Hunderte tote Gaza-Patienten: Wann wacht Europa endlich auf?

Sanitäter transportieren ein verletztes palästinensisches Kind nach einem israelischen Luftangriff in das Al-Shifa-Krankenhaus in Gaza-Stadt. Bild: Palestinian News & Information Agency / CC BY-SA 3.0 Deed

Vor den Augen der Weltöffentlichkeit begeht das israelische Militär Kriegsverbrechen. Doch die EU zieht weiter den Kopf ein, während UN Waffenstillstand fordert. Ein Kommentar.

Europa, insbesondere die Europäische Union und ihre Mitgliedsstaaten, zeigen sich weiter unfähig und nicht willens, ihre Möglichkeiten zu nutzen, um ablaufende Kriegsverbrechen, die im Gazastreifen vom israelischen Militär seit nunmehr elf Tagen begangen werden, zu stoppen.

Ohne Unterlass bombardiert Israel die total abgeriegelte Enklave. Bereits in den ersten Tagen rühmte man sich, bereits 6.000 Bomben auf eines der am stärksten besiedelten Gebiete der Welt gefeuert zu haben. Wie in den fünf Gaza-Kriegen Israels zuvor wurden dabei Wohnhäuser und Gesundheitseinrichtungen in Schutt und Asche gelegt.
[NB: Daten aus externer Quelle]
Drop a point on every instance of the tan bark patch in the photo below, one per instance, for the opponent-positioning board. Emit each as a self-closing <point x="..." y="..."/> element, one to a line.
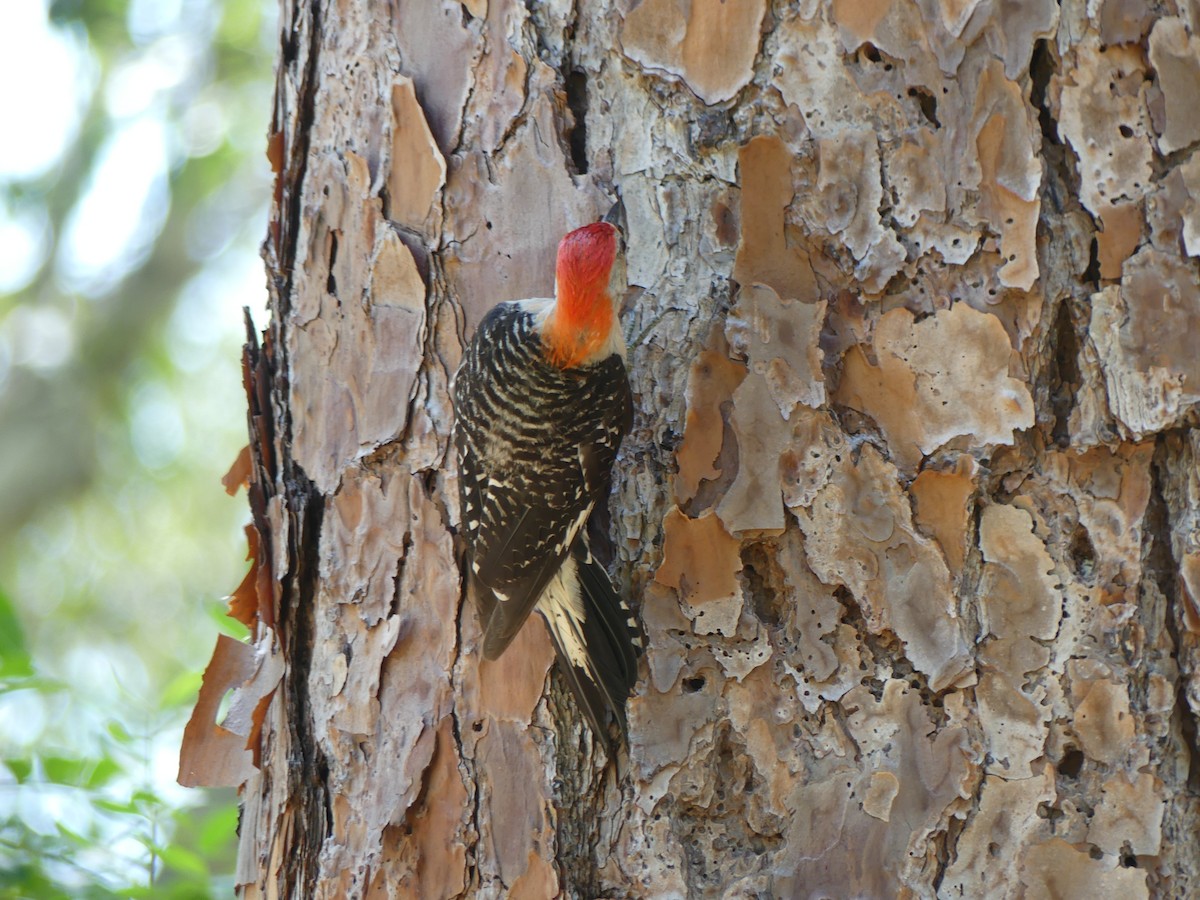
<point x="1020" y="609"/>
<point x="701" y="561"/>
<point x="1057" y="869"/>
<point x="1104" y="118"/>
<point x="943" y="508"/>
<point x="418" y="171"/>
<point x="859" y="533"/>
<point x="1175" y="55"/>
<point x="709" y="43"/>
<point x="1131" y="811"/>
<point x="711" y="384"/>
<point x="1144" y="333"/>
<point x="767" y="251"/>
<point x="937" y="379"/>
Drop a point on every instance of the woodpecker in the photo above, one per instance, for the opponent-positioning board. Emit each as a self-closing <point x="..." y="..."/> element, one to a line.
<point x="543" y="402"/>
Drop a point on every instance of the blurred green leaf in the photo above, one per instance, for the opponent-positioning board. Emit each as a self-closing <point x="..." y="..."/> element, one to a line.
<point x="181" y="691"/>
<point x="79" y="772"/>
<point x="15" y="659"/>
<point x="19" y="768"/>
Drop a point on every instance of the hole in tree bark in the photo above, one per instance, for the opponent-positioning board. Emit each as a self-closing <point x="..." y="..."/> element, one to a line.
<point x="577" y="102"/>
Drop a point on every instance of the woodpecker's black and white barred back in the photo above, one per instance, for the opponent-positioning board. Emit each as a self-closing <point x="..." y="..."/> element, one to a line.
<point x="543" y="402"/>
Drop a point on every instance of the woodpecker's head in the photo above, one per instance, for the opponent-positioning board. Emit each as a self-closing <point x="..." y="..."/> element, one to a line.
<point x="589" y="281"/>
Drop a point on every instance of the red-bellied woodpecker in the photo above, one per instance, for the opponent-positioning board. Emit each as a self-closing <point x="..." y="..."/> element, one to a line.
<point x="543" y="402"/>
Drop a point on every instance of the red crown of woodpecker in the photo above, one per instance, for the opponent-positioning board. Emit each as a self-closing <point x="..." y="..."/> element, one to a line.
<point x="583" y="315"/>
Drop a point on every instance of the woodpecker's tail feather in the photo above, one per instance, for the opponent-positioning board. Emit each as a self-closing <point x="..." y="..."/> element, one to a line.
<point x="597" y="637"/>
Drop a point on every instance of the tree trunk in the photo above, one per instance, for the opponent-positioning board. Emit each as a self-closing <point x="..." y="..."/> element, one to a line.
<point x="910" y="510"/>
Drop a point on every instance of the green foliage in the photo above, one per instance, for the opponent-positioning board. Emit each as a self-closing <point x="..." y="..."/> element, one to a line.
<point x="120" y="408"/>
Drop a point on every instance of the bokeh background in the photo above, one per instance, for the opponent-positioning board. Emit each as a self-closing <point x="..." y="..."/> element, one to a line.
<point x="133" y="192"/>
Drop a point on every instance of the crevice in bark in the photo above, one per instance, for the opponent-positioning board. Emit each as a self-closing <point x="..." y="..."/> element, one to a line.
<point x="292" y="177"/>
<point x="307" y="768"/>
<point x="576" y="82"/>
<point x="576" y="793"/>
<point x="1065" y="377"/>
<point x="763" y="582"/>
<point x="1161" y="567"/>
<point x="719" y="828"/>
<point x="331" y="280"/>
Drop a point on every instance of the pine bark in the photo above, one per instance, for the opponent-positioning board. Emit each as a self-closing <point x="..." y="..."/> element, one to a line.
<point x="911" y="507"/>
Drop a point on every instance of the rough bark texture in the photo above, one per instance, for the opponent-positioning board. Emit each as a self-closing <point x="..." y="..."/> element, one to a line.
<point x="911" y="508"/>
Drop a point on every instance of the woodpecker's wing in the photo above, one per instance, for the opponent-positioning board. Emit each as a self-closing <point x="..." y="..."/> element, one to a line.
<point x="535" y="445"/>
<point x="597" y="639"/>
Über 1.000 Kinder sind bisher getötet worden. Insgesamt sind seit dem 7. Oktober mehr als 3.500 Zivilisten in der Enklave durch den Beschuss umgekommen, 1.000 Menschen werden zudem noch unter den Trümmern vermisst. Und jetzt könnte die Zahl weiter steigen.

Wie die Behörden in Gaza gestern Abend mitteilten, wurden bei einem Luftangriff der israelischen Streitkräfte auf ein Krankenhaus mindestens 500 Patienten und medizinisches Personal getötet. Das israelische Militär macht einen fehlgeleiteten Raketenangriff des Islamischen Dschihad dafür verantwortlich.

Fotos und Videos aus dem al-Ahli-Krankenhaus in Gaza-Stadt, die in den sozialen Medien gepostet wurden, zeigen Leichen und Körperteile, die infolge der Explosion verstreut liegen. Ein Video, das der Al-Jazeera-Journalist Ali Hashem auf seinem Account veröffentlichte, zeigt den Moment, in dem eine Rakete bzw. Flugkörper das von der anglikanischen Kirche betriebene Krankenhaus trifft und eine gewaltige, erschütternde Explosion verursacht.

"Die Zahl der Todesopfer liegt im Moment bei über 500, aber wir glauben, dass es mehr als 1.000 sein werden", sagte Ziad Shehadah, ein Arzt in Gaza, gegenüber dem Fernsehsender Al Jazeera. "Es ist ein Massaker."

Die Nachricht von dem Desaster kam, als sich die Staats- und Regierungschefs der EU in einer Videokonferenz über die Nahost-Krise absprechen wollten. Der Präsident des Europäischen Rates, Charles Michel, erklärte danach, dass Angriffe auf zivile Infrastrukturen gegen das Völkerrecht verstoßen (während die EU-Kommissionspräsidentin Ursula von der Leyen auf Nachfrage weiter dazu schweigt).

Ja, es ist richtig, dass es ein Verstoß ist. Aber was folgt daraus? Sicherlich, der Krankenhaus-Bombeneinschlag ist bisher, unmittelbar danach, nicht unabhängig aufzuklären, was nichts Ungewöhnliches in Kriegsverläufen ist, vor allem, wenn man die prekäre Informationslage im von der Außenwelt abgekoppelten Gazastreifen bedenkt.